Uno degli obiettivi della spedizione era quello di verificare la conservazione di un sito con arte rupestre. Harurona Cave, venne documentato nel 1995 e poi fu oggetto di un nostro scavo stratigrafico nel 2002, scavo che portò alla luce migliaia di strumenti in ossidiana e che la datazione al radiocarbonio attribuì a 12mila anni fa. Il sito fortunatamente è ancora integro e viene protetto dall’amministrazione locale.

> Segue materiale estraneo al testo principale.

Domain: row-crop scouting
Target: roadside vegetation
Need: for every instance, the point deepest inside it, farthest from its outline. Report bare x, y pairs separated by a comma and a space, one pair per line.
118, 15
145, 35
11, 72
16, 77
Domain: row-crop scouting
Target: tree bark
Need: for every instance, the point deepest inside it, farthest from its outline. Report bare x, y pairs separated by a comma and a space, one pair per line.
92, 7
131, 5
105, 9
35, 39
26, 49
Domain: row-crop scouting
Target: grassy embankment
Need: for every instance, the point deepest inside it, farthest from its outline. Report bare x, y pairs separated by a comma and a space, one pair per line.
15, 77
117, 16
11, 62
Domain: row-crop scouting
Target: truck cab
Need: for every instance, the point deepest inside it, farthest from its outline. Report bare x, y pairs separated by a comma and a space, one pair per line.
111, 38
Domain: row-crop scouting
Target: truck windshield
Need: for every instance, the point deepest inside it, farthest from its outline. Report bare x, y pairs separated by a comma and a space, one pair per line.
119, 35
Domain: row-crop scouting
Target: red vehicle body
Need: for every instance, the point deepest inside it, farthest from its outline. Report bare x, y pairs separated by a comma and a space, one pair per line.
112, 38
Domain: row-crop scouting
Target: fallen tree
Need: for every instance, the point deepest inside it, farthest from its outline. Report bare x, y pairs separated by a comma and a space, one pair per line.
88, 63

In questi anni, in collaborazione con l’Università di Firenze, sono stati documentati in Etiopia oltre 60 siti preistorici con arte rupestre inediti e spesso i nostri progetto sono stati accolti dal Ministero degli Affari Esteri nell’ambito della Promozione e Cooperazione Culturale.

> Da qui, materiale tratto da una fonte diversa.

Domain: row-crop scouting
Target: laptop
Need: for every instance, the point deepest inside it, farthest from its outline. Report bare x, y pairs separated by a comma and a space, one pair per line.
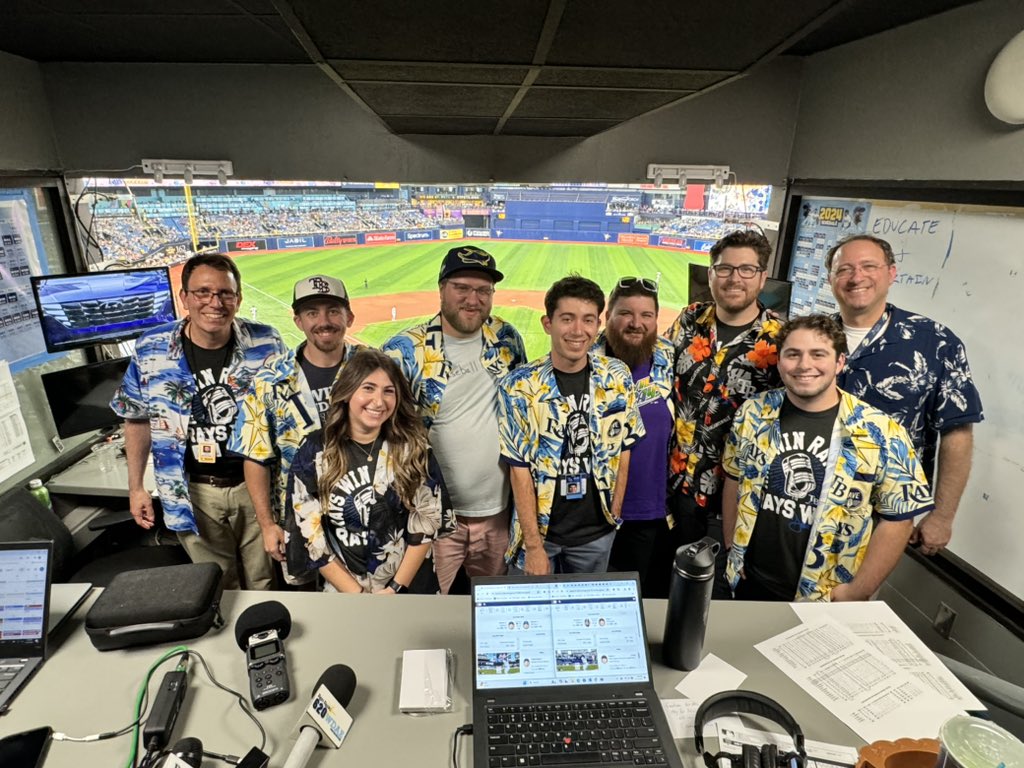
562, 676
25, 593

«Durante la permanenza in Etiopia non poteva mancare la sensazione di dover fare qualcosa per la popolazione che in molti luoghi ha veramente bisogno di tutto – raccontano gli speleologi maremmani -. Sono perciò stati organizzati dei progetti di aiuti umanitari come Cooperazione Internazionale accolti dalla Regione Toscana. Uno di questi ci ha consentito la costruzione di un bacino idrico per uso irriguo e di una strada di alcuni chilometri per poter raggiungere un villaggio molto isolato».
«La popolazione in questione si chiama Manja e alcuni anni fa fu oggetto di studio antropologico da parte di Valentina Radi, studio che si concluse con una tesi di laurea su questa popolazione. Anche quest’anno i Manja sono stati oggetto della nostra attenzione poiché grazie ad una raccolta fondi è stato possibile contribuire a costruire una scuola di alfabeto alla quale potranno partecipare anche adulti».